Protegidos do vento pela floresta, a acústica do local nos faz ouvir vozes indistintas vindas da Praia do Paraíso, que visitamos na volta, uma réplica de Calhetas em proporções menores. Atraente, quase selvagem e familiar.
Decidimos retornar ao centro da cidade, onde a desconstrução do que havia no início a deixa semelhante a um animal inconsciente do seu papel na cadeia alimentar. Esperando para ser devorada em holocausto pelo grande monstro da prosperidade que se movimenta bem perto, na terra e no mar.
Um carona nos induz a visitar a Enseada dos Corais e a Praia de Gaibú. Desistimos em um acordo tácito; o centro comercial atrapalhava a nossa curiosidade e boa vontade.

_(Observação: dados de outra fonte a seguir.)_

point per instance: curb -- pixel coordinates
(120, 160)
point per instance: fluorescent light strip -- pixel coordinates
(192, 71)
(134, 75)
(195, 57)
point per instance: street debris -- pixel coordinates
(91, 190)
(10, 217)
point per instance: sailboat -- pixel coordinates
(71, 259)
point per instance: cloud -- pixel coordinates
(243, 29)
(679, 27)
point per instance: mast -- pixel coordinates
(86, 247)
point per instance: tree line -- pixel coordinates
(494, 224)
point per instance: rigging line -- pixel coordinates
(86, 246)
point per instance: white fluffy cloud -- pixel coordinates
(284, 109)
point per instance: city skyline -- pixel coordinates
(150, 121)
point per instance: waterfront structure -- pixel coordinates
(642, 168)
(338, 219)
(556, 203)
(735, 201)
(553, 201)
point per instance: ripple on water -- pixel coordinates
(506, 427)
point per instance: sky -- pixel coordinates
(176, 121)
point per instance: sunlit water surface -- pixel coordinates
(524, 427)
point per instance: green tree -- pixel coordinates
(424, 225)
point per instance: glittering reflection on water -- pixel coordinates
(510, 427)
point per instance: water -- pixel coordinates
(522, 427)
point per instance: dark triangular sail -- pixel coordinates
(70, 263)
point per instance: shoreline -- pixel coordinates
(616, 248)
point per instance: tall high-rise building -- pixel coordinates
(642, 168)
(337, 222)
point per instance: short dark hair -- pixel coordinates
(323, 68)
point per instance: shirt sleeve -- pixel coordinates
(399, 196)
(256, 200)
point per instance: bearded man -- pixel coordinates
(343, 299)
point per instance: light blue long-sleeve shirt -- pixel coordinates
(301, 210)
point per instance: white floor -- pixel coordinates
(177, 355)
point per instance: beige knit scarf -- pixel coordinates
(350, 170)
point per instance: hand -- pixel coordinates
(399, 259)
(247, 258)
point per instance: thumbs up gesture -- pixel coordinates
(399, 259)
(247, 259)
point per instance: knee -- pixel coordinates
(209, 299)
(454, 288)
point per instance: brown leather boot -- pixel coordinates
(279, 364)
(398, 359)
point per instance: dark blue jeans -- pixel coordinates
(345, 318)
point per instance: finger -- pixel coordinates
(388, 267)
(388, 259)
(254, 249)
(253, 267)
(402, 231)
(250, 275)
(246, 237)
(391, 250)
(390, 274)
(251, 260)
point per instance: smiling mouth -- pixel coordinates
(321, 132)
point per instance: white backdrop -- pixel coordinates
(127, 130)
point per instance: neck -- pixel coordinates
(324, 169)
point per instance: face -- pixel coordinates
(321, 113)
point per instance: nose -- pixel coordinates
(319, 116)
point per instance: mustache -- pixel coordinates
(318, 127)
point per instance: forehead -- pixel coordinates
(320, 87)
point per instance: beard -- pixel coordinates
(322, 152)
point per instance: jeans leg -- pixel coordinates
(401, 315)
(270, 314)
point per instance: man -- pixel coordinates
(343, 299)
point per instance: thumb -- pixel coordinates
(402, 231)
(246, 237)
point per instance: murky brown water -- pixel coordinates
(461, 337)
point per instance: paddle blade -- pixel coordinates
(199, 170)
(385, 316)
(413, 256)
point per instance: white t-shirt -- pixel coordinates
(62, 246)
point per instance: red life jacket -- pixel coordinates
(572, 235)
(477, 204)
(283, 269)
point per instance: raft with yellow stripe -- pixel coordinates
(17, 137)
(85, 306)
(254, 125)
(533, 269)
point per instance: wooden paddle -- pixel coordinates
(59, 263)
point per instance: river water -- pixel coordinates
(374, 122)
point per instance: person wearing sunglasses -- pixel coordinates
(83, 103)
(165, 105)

Almoçamos comida regional, preparada na hora, com toques de personalização ao paladar, em um restaurante às margens da estrada de pedras de acesso a Calhetas, para onde retornamos a fim de capturar a extremidade esquerda da praia, mas a iluminação se apresentava amarelada por causa do declínio do sol, o que nos deu a impressão infalível de havermos chegado tarde, com tempo escasso e, poucos olhos para o tanto que havia a ser visto.
Não sem surpresa, ouvi o convite do companheiro para esticarmos novamente a aventura até a Vila Nazaré. Avizinhava-se a hora do cortejo fúnebre sair e a menos que ele estivesse disposto a registrar o luto absoluto no rosto daqueles familiares e amigos do morto, o convite só poderia significar a sua pouca disposição em abandonar aquele clima das relações interpessoais interioranas, como pouca era a minha.
Enfim, às quatro e dez da tarde, decidimos tomar a estrada de volta. Despedimo-nos mais uma vez da moça da barraca de comida e da senhora do bazar, onde as peças de roupas e calçados usados variavam de um real até onde pudesse ir o interesse do cliente, nunca ultrapassando o valor de vinte reais.
No caminho me fiz mais um agrado, adquirindo pimentas em conserva, licores artesanais, castanhas e passas de caju.
E não... Não nos encontramos com o cortejo fúnebre na estrada de pedras. Chovia.